Je ne sais pas vous, mais moi, je commence ma journée par une toilette énergique autant destinée à me réveiller qu’à tonifier un organisme amolli par de longues heures de sommeil. Et pour cela, rien de mieux qu’une bonne douche. Donc, destination la salle d’eau, cabinet de toilette ou salle de bain, selon les usages familiaux.

La première fois que j’ai pénétré dans une salle d’eau vietnamienne, j’ai marqué un moment d’hésitation : étais-je bien au bon endroit ? Habitué à trouver en ces lieux une cabine de douche ou une baignoire, je ne trouvai rien qu’un flexible prolongé d’une pomme de douche, accrochée au mur. C’était la pièce entière qui servait de cabine de douche. Ce fût ma lune de miel. Pensez donc, pouvoir éclabousser au large, sans avoir à se nicher à l’étroit entre des parois humides ou ne pas supporter des rideaux de douche trop entreprenants qui se collent à vous sans y être invité !

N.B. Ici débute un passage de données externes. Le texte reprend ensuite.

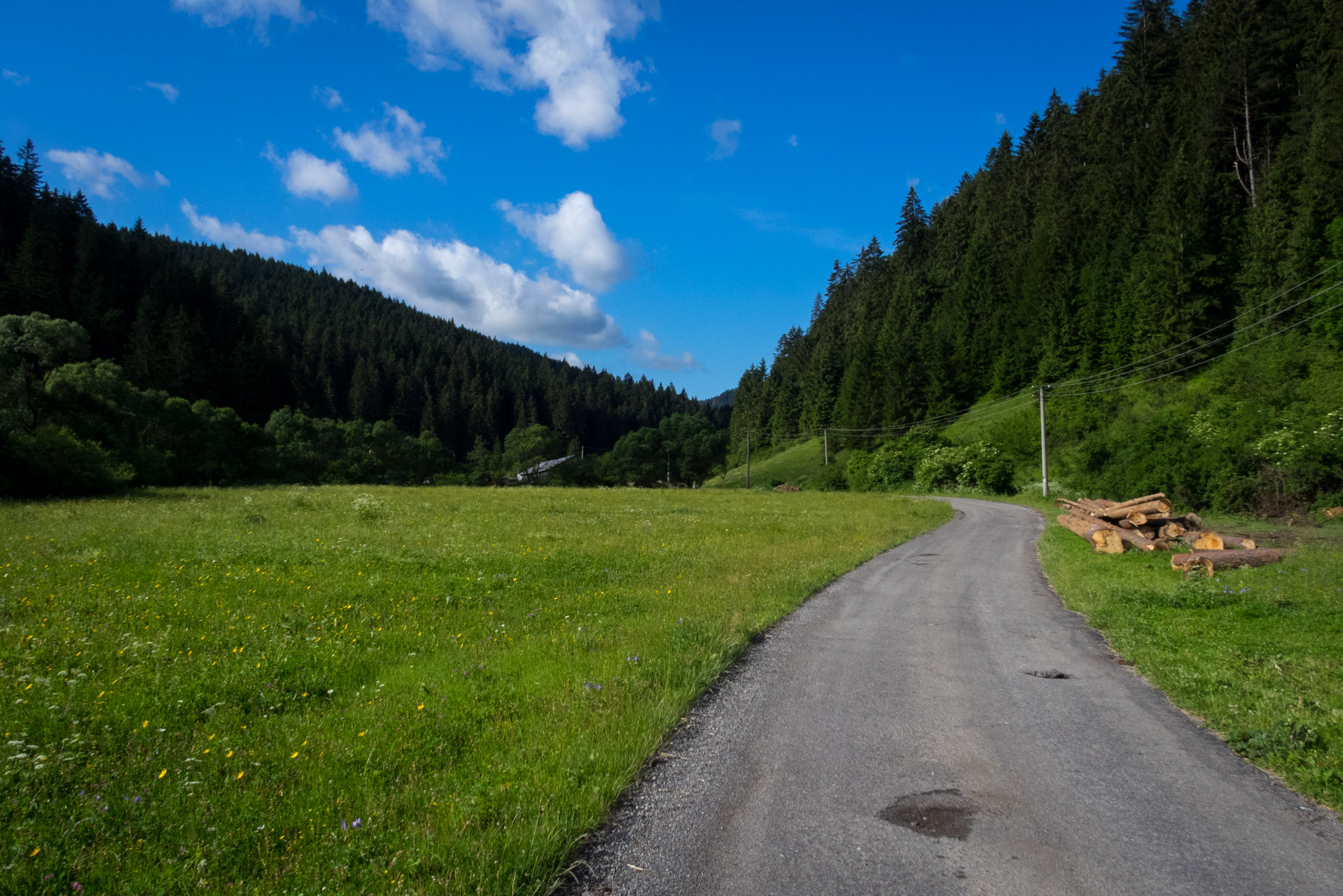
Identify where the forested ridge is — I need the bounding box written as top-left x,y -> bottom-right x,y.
730,0 -> 1343,505
0,142 -> 725,458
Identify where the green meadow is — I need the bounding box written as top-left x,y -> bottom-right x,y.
0,486 -> 951,895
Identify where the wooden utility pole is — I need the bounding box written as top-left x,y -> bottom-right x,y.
1040,386 -> 1049,498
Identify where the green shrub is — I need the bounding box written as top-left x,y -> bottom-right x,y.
812,463 -> 849,491
3,423 -> 136,497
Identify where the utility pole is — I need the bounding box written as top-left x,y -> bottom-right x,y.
1040,386 -> 1049,498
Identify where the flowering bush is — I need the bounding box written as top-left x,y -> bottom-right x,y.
914,442 -> 1013,494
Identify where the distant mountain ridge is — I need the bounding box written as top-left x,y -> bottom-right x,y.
0,141 -> 727,458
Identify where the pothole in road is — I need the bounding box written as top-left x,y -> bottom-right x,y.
877,788 -> 979,839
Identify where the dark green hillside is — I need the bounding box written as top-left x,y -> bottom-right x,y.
732,0 -> 1343,515
0,142 -> 727,458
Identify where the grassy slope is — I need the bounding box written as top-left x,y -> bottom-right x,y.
1006,496 -> 1343,808
1040,525 -> 1343,808
704,440 -> 849,489
0,488 -> 949,893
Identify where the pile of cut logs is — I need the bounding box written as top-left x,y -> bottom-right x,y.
1055,491 -> 1286,575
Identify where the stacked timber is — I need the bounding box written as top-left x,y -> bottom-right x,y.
1055,491 -> 1283,575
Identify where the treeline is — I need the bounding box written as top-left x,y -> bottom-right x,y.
730,0 -> 1343,515
0,312 -> 727,497
0,141 -> 729,459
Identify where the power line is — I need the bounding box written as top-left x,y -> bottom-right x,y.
1055,291 -> 1343,398
1053,260 -> 1343,387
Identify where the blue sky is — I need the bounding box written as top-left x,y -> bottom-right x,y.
0,0 -> 1127,396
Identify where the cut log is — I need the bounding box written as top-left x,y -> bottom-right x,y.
1194,532 -> 1226,551
1106,491 -> 1166,510
1100,498 -> 1171,520
1071,507 -> 1156,551
1058,513 -> 1125,554
1156,523 -> 1186,541
1171,548 -> 1288,575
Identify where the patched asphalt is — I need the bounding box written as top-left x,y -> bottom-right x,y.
566,498 -> 1343,896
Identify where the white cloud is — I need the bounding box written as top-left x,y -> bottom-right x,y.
172,0 -> 313,41
709,118 -> 742,158
47,146 -> 168,199
180,199 -> 288,258
336,102 -> 447,180
262,144 -> 359,203
368,0 -> 657,149
145,80 -> 181,102
290,224 -> 625,348
313,88 -> 345,108
629,329 -> 704,371
497,191 -> 634,293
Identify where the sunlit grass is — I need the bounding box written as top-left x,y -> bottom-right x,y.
1037,501 -> 1343,808
0,488 -> 951,893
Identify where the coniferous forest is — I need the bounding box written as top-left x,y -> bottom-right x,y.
730,0 -> 1343,510
0,141 -> 728,494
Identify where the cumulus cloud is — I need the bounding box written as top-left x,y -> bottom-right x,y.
172,0 -> 313,41
629,329 -> 704,371
497,191 -> 632,293
181,199 -> 288,258
291,224 -> 625,348
368,0 -> 657,149
262,144 -> 359,203
145,80 -> 181,102
336,102 -> 447,180
47,146 -> 168,199
313,88 -> 345,108
709,118 -> 742,158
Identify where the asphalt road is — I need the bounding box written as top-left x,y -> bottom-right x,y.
571,500 -> 1343,896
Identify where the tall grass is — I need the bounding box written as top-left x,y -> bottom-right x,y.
0,488 -> 949,893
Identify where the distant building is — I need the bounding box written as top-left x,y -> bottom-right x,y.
517,454 -> 578,482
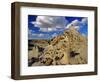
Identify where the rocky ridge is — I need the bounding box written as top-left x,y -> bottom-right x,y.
28,27 -> 88,66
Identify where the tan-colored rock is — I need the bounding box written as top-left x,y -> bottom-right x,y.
29,27 -> 88,66
28,47 -> 39,59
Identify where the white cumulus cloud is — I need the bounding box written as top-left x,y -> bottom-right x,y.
32,16 -> 68,32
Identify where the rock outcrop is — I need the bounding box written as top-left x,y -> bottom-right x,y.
28,27 -> 88,66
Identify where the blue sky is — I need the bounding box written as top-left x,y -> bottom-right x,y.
28,15 -> 88,39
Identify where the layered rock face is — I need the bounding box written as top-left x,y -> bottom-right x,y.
29,27 -> 88,66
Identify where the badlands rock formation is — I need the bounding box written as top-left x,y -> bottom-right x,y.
29,27 -> 88,66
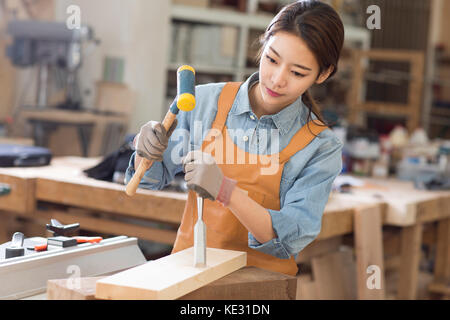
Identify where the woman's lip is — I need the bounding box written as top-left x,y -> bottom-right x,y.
266,87 -> 281,97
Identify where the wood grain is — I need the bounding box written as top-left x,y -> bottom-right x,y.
95,247 -> 247,300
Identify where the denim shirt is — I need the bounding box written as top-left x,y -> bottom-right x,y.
125,72 -> 343,259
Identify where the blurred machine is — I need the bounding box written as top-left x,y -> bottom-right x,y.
6,20 -> 98,110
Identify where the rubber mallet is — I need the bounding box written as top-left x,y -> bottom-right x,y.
126,65 -> 195,196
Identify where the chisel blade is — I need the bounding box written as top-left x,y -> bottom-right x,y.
194,197 -> 206,268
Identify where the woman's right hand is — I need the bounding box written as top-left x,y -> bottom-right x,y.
134,119 -> 178,162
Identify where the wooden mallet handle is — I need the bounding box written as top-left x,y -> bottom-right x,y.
126,65 -> 195,197
126,110 -> 177,197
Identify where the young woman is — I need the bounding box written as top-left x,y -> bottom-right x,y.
126,0 -> 344,275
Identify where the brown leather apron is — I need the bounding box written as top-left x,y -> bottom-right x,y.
172,82 -> 327,275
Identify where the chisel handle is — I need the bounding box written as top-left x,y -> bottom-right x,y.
125,110 -> 177,197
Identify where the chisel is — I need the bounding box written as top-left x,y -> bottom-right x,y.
194,196 -> 206,268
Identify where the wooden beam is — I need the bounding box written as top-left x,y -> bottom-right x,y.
95,247 -> 247,300
312,250 -> 357,300
397,223 -> 423,300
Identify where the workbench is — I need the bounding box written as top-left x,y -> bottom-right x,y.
0,157 -> 450,299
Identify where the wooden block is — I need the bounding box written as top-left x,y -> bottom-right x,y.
95,247 -> 247,300
297,274 -> 319,300
397,223 -> 423,300
312,250 -> 356,300
295,237 -> 342,263
434,219 -> 450,283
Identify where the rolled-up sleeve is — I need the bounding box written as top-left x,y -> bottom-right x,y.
248,138 -> 342,259
125,104 -> 190,190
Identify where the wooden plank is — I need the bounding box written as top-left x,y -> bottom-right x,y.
36,176 -> 187,223
95,247 -> 247,300
434,219 -> 450,284
179,267 -> 297,300
355,206 -> 385,300
47,267 -> 297,300
398,223 -> 423,300
0,173 -> 36,215
311,250 -> 357,300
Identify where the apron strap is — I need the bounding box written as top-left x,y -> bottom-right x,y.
280,120 -> 328,163
211,82 -> 242,131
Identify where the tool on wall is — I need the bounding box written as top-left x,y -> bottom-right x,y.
126,65 -> 195,196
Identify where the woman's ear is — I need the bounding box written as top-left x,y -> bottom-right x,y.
316,66 -> 334,84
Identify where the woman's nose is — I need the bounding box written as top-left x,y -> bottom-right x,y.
272,68 -> 287,89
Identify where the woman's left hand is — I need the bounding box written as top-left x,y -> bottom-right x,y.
183,150 -> 223,201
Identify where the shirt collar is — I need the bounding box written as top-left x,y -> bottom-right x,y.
230,72 -> 305,135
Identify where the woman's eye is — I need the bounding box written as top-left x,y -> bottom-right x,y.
266,55 -> 276,63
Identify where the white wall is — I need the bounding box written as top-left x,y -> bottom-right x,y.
55,0 -> 170,132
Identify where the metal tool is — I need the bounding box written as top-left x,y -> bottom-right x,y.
126,65 -> 195,196
194,196 -> 206,268
5,232 -> 25,259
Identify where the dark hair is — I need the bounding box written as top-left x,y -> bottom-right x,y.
257,0 -> 344,132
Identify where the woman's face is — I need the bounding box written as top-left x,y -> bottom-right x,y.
255,31 -> 329,114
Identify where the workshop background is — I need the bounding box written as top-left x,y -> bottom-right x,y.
0,0 -> 450,299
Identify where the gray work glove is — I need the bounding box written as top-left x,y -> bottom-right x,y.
135,118 -> 178,161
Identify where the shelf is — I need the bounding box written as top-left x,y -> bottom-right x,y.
167,63 -> 258,75
172,5 -> 273,30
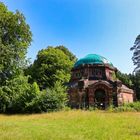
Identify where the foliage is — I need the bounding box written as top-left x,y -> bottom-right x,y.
26,47 -> 73,89
0,3 -> 32,86
130,35 -> 140,72
27,82 -> 67,113
0,75 -> 39,113
130,72 -> 140,100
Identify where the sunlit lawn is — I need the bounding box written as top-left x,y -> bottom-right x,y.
0,110 -> 140,140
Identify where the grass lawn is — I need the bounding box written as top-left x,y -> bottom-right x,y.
0,110 -> 140,140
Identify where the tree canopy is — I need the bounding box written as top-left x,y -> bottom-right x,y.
0,3 -> 32,85
130,35 -> 140,73
27,47 -> 74,89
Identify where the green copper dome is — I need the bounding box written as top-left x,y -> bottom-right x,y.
74,54 -> 113,67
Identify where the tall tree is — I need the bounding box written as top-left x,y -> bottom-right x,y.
27,47 -> 73,89
0,3 -> 32,85
130,35 -> 140,73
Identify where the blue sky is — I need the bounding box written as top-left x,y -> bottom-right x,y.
1,0 -> 140,73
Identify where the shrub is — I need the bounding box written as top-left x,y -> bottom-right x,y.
109,102 -> 140,112
27,82 -> 67,113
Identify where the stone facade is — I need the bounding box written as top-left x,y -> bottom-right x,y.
68,54 -> 134,109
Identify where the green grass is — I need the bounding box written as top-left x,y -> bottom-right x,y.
0,110 -> 140,140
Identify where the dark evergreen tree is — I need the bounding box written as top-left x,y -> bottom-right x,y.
130,35 -> 140,73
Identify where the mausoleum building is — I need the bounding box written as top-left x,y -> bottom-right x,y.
68,54 -> 134,109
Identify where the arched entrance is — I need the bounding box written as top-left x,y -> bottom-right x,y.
94,89 -> 106,109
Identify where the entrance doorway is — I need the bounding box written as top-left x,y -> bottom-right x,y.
94,89 -> 106,109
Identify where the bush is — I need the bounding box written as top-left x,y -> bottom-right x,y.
27,82 -> 67,113
109,102 -> 140,112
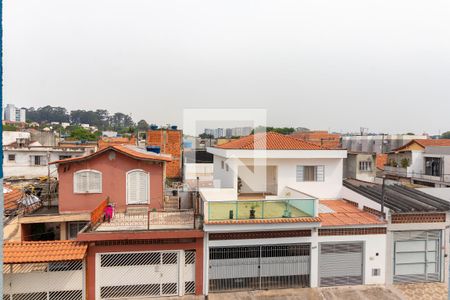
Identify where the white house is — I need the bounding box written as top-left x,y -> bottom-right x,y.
3,139 -> 89,179
385,139 -> 450,187
200,132 -> 386,295
342,179 -> 450,284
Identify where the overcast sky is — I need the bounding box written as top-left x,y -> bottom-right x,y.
4,0 -> 450,133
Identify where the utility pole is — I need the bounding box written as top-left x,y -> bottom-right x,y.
47,150 -> 52,208
380,175 -> 386,221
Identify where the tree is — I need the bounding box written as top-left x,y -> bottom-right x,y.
441,131 -> 450,139
3,124 -> 17,131
137,120 -> 149,131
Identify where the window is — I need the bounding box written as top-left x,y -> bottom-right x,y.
296,166 -> 325,182
73,170 -> 102,194
359,161 -> 372,172
425,157 -> 441,176
127,170 -> 150,204
67,222 -> 88,240
30,155 -> 47,166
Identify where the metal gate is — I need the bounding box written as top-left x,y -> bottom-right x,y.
208,244 -> 310,292
319,242 -> 364,286
3,260 -> 84,300
96,251 -> 180,299
393,230 -> 441,283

Comme un canard dans une mare, je m’ébrouais sous des cataractes d’eau dont je me souciais peu de tempérer les ardeurs. L’averse pouvait être abondante, la bonde dans le sol empêchait toute inondation intempestive. La confrontation est arrivée quand, robinet fermé, je me suis aperçu que la serviette de toilette suspendue à un crochet gouttait comme une serpillière, fonction peu appropriée à un séchage corporel efficace. Renforcée, quand j’ai constaté que la masse informe et spongieuse, accrochée au mur, avait été un rouleau de papier hygiénique. Absolue, quand j’ai retiré d’une trousse de toilette transformée en cuvette divers objets dégoulinants d’une eau savonneuse. J’ai alors ajusté, en modérant l’exubérance de mes ablutions et en dirigeant le jet d’une main de maître pour que l’eau n’atteigne que ce qui est nécessaire et épargne ce qui peut bien se passer d’elle.

Dire que j’en suis arrivé à une aisance biculturelle ? Je ne sais pas, mais en tout cas, j’ai appris qu’ici, contrairement à mon pays natal, le tapis de bain est utile hors de la salle d’eau, qu’on y entre avec des sandales en plastique, et que la liberté d’arrosage est limitée à un périmètre restreint, malgré l’absence de barrières. Et en tout cas, j’ai introduit chez moi l’usage de la serpillière, inconnue du côté du fleuve Rouge. Ce qui a créé un choc culturel inverse, dont je parlerai dans une autre tranche de vie !

Toilette sans limites !

Ça coule partout

Parmi les tâches ménagères, il existe une corvée récurrente : la vaisselle. Ce jour-là, avide de montrer que cette corvée peut se transformer en fête familiale, avec force chansonnettes, je décide de prendre mon tour devant l’évier. Je me saisi de la première casserole sale qui traîne par là, et tout en entonnant l’air de Carmen, je récure avec énergie fond, cul et bord, pour délivrer l’infortunée des reliefs de repas. Une fois la belle étrillée et rincée, je cherche du regard l’égoutte-vaisselle, accessoire indispensable à tout évier de cuisine qui se respecte. Las ! J’ai beau regarder, à droite, à gauche, rien qui ressemble à cet ustensile. Je ne vais tout de même pas laisser cette casserole à son triste sort, dégoutter au bout de mes bras.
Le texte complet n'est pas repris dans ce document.